The effect of BMI on RFS was examined among participants in the Adjuvant Colon Cancer Endpoints database. Obesity and low BMI were significant predictors of shorter time to recurrence [12]. On the other hand, data from CALGB 89803 did not show any influence of BMI on RFS or OS [31]. Our data did not show any effect of BMI or hemoglobin A1c at the time of surgical resection on RFS with different cutoff levels.
We acknowledge some limitations in our study; the small sample size and number of relapses render the study underpowered to detect the role of certain variables on RFS. For example, lymphocytic infiltration of the colon cancer is associated with an improvement in the OS and RFS in many studies irrespective of the presence of DNA mismatch repair defects [32–34]. Our data showed higher 5-year RFS in the lymphocytic infiltration group (72% vs. 43%).
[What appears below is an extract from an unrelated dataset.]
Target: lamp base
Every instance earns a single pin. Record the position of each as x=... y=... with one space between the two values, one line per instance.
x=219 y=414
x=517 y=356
However, the difference did not reach statistical significance. Furthermore, a smaller number of Grade 3 tumors amongst our patients (8%) limits the assessment of high-grade histology on RFS.
The retrospective design of the study, the group of patients in Stage III colon cancer who did not receive adjuvant chemotherapy (22.2%), and the selection bias that probably occurred in the group of patients who received adjuvant chemotherapy, who might have had worse disease on presentation, are considered major factors that may explain the lack of a statistically significant effect of chemotherapy on RFS. To our knowledge, this is the first study that evaluated the role of various demographic and disease-related factors on RFS of colon cancer patients in the Flint population. Furthermore, it provides valuable information about disease demographics at our institution over the last 5 years.
5. Conclusion
Advanced cancer stage and mucinous histology predict inferior RFS following complete surgical resection of colon cancer. Large prospective studies with additional information about MSI, BRAF, and K-RAS mutations of the colonic mass would provide more conclusive data about the effect of mucinous histology and smoking on disease-free survival in colon cancer.
Acknowledgement
The authors of this manuscript appreciate the role of Danita Robert from the Cancer Registry Department in providing the necessary data.
Disclosure statement
No potential conflict of interest was reported by the authors.